You two seem to be talking past each other.

All versions less than 3.7.10 (I assume that's what aCOSwt means by the "<" symbol) available under sys-kernel/gentoo-sources (assuming you have sync'd portage lately) today are safe.  The version 3.7.10 no longer has keywords for the most common arches (amd64, x86).  3.7.10 is vulnerable and will be removed altogether as soon as the less common arches get around to stabilizing 3.8.13.  This has been documented in Bug 469854.

If you run amd64 or x86, whether stable or ~arch, you are safe to use any keyworded version of sys-kernel/gentoo-sources, since the only remaining affected version is no longer available for your arch.  If you decide to unmask it despite being keyword-masked, then you risk trouble.

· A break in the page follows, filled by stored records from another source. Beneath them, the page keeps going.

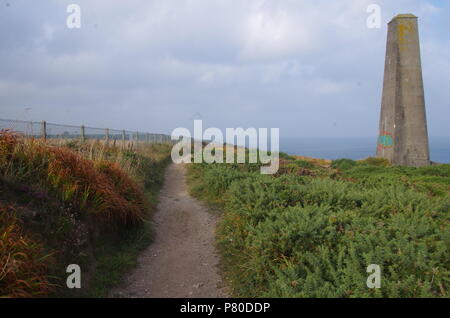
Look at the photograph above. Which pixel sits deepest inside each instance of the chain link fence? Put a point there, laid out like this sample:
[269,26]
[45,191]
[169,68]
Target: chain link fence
[57,131]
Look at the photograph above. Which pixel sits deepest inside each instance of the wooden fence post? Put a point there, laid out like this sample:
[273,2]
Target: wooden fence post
[107,135]
[44,130]
[137,140]
[83,136]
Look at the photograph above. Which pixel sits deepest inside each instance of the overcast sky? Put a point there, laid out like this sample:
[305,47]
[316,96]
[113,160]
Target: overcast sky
[310,68]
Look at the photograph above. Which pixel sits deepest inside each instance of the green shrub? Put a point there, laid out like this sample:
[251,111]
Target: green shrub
[343,164]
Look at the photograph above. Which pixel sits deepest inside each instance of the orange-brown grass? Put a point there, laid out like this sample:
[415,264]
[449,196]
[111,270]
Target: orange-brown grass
[100,188]
[23,264]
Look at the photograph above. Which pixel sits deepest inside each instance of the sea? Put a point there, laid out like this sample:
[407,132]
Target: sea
[352,147]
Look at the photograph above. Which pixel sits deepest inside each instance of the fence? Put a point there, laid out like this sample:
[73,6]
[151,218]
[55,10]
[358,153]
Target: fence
[46,130]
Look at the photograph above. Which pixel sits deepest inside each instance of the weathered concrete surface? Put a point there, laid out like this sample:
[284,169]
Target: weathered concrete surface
[403,138]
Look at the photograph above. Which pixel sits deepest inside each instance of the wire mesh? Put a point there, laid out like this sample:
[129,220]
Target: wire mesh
[58,131]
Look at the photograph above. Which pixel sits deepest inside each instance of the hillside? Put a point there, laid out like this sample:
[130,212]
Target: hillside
[313,229]
[68,202]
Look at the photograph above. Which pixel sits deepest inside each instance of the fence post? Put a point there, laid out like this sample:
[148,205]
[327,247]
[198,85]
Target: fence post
[83,136]
[107,135]
[44,130]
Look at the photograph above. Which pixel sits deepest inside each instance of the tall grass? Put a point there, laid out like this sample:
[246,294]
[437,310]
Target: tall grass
[23,262]
[79,193]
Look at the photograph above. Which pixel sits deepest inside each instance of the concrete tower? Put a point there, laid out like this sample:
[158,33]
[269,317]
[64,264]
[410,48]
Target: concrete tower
[403,138]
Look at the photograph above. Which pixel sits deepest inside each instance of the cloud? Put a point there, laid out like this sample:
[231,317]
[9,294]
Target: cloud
[151,65]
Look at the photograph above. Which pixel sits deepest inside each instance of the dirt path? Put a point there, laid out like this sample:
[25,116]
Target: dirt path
[182,261]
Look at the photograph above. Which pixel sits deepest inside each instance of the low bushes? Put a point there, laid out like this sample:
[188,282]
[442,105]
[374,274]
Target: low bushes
[314,236]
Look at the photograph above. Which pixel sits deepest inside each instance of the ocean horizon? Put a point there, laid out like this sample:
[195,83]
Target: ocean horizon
[352,147]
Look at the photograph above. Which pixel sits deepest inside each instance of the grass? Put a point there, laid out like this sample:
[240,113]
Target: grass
[83,203]
[312,229]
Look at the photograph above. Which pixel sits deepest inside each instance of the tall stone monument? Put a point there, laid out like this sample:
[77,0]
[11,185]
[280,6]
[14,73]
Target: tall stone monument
[403,138]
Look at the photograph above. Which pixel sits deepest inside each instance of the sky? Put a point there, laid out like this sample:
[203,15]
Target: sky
[310,68]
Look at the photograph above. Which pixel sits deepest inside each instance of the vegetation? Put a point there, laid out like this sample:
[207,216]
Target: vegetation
[312,230]
[70,202]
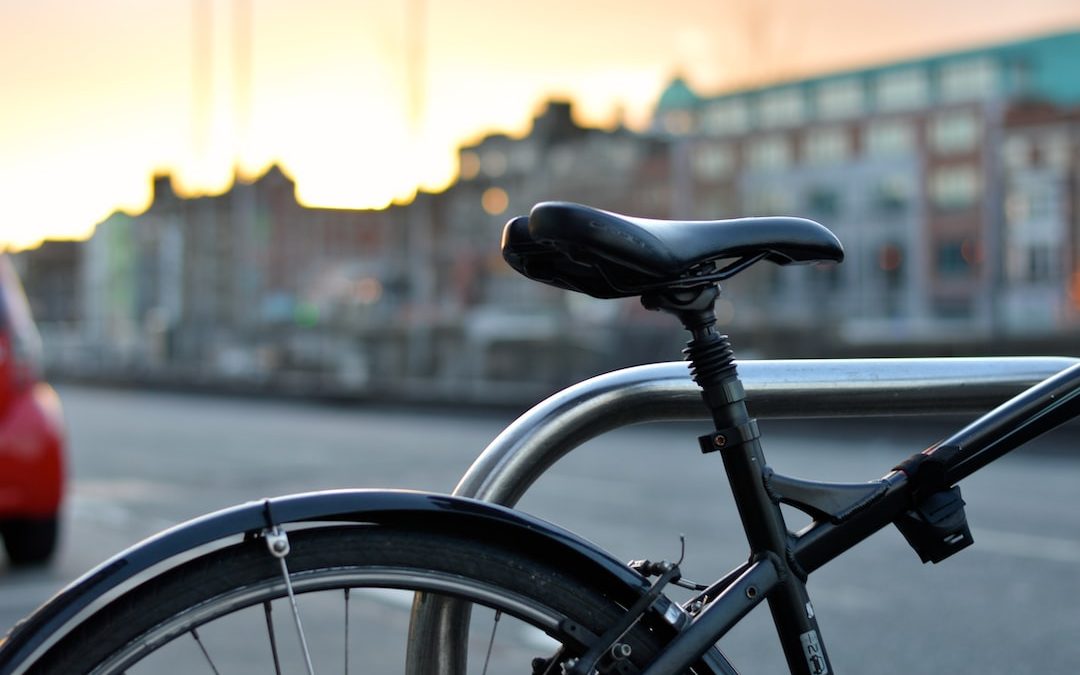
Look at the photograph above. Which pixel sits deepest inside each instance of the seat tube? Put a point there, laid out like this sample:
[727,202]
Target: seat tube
[737,440]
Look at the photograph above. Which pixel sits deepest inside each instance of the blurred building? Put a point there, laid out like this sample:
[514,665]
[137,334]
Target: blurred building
[953,181]
[904,163]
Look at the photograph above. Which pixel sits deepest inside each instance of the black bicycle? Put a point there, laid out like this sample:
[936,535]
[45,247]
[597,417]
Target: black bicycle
[439,583]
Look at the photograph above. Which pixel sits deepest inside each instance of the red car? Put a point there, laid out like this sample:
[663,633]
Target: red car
[31,433]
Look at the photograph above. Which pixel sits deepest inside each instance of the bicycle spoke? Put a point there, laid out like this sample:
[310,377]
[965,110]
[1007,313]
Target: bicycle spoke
[210,661]
[267,608]
[279,547]
[296,617]
[347,631]
[490,644]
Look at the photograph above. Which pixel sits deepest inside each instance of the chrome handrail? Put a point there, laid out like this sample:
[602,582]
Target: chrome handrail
[664,391]
[778,389]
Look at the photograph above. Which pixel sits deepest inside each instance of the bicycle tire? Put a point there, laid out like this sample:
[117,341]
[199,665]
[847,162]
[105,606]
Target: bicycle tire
[175,611]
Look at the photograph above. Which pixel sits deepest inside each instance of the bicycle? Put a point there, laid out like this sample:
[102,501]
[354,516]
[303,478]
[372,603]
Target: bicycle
[455,556]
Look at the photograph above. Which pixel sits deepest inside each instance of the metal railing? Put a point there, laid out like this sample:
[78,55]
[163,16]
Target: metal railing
[792,389]
[778,389]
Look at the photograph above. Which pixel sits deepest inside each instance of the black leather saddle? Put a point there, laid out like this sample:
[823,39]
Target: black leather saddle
[607,255]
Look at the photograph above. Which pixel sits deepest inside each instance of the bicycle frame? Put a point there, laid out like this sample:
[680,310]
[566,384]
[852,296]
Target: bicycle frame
[787,389]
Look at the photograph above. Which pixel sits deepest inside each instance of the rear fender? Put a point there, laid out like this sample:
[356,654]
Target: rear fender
[173,547]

3.7.10 is not safe on any architecture.  All other gentoo-sources kernels are safe.  To be super clear, as of the time of this writing, that includes 3.0.75-3.0.78, 3.2.45, 3.4.42-3.4.45, 3.8.9-3.8.13, 3.9.0-3.9.2.

----------

## Hu

 *kurly wrote:*   

> All versions less than 3.7.10 (I assume that's what aCOSwt means by the "<" symbol) available under sys-kernel/gentoo-sources (assuming you have sync'd portage lately) today are safe.  The version 3.7.10 no longer has keywords for the most common arches (amd64, x86).  3.7.10 is vulnerable and will be removed altogether as soon as the less common arches get around to stabilizing 3.8.13.  This has been documented in Bug 469854.
> 
> If you run amd64 or x86, whether stable or ~arch, you are safe to use any keyworded version of sys-kernel/gentoo-sources, since the only remaining affected version is no longer available for your arch.  If you decide to unmask it despite being keyword-masked, then you risk trouble.
> 
> 3.7.10 is not safe on any architecture.  All other gentoo-sources kernels are safe.  To be super clear, as of the time of this writing, that includes 3.0.75-3.0.78, 3.2.45, 3.4.42-3.4.45, 3.8.9-3.8.13, 3.9.0-3.9.2.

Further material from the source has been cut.